EHRLICH: Most homes in rural parts of this region get their water from wells. Surrounding farmers and ranchers get their water from irrigation ditches that pull water from a lake. But for the first time ever, the Federal Government opted not to divert that lake water because water levels were too low and critically endangered fish species needed it. So now ag businesses are pulling water from underground, and that's causing almost 200 homes to go dry.
(SOUNDBITE OF TRUCK ALARM RINGING)
RYON FREEMAN: That's not the calmest thing in the world. But...
UNIDENTIFIED PERSON #1: It ain't odd.
UNIDENTIFIED PERSON #2: It's a work truck.
EHRLICH: Ryon Freeman services well pumps. That's the equipment within a well that extracts water from deep underground and pumps it into pipes for homes and businesses.
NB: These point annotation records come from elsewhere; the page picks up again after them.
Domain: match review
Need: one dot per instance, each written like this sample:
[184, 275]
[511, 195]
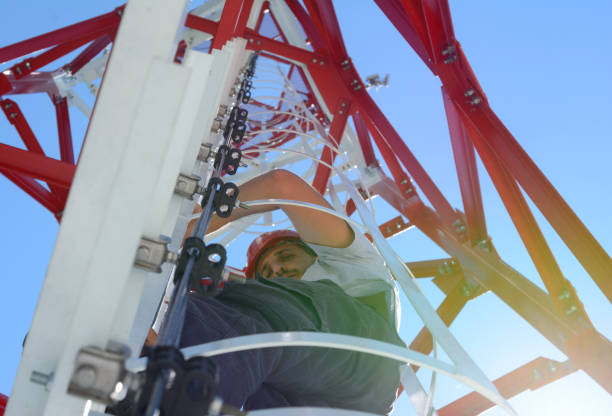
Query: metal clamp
[151, 254]
[188, 185]
[99, 374]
Because of the sudden demand, pump servicers like Freeman don't have enough time to get to everyone.
FREEMAN: These are all people out of water. So there's one right there. There's another one.
EHRLICH: When this region got an official drought declaration from the state, farmers and ranchers could apply for emergency permits to pump water from underground. Ivan Gall with the Oregon Water Resources Department says his office has received more pumping requests than any other year.
IVAN GALL: And that big change in the pumping influence is largely what's impacting these wells.
EHRLICH: Squeezing what little water we can from underground year after year can have a cumulative impact on the aquifer system. It uses up the underground pools of fresh water that wells draw from faster than they can naturally refill from rain and snowfall.
GALL: The way that groundwater continues to be used on these really dry years, we're going to see a pretty big drop here. And we're probably not going to dig ourselves out of that hole.
EHRLICH: Gall says the Klamath Basin is getting hit hard by climate change. Increasingly hot and dry years means less snowpack, which means less water, both above and underground. And that's left businesses and homeowners competing for what's left.
JUSTIN GRANT: So this is my temporary setup.
EHRLICH: Justin Grant in Midland also had the well to his home run dry. And he has an irrigation well, where he's pumping groundwater for his crops and cattle.
GRANT: I think their quickest reaction is, why am I dry? You know, who took my water?
EHRLICH: He says this fight for water is turning neighbors against each other.
GRANT: It's real easy and real quick to just point the finger at the neighbor who has an irrigation well and who's trying to irrigate crops and, you know, keep their cattle alive.
EHRLICH: But with this struggle for water, Grant and a lot of people in the Klamath Basin are questioning how long its agricultural economy will survive.
For NPR News, I'm April Ehrlich in Ashland, Ore.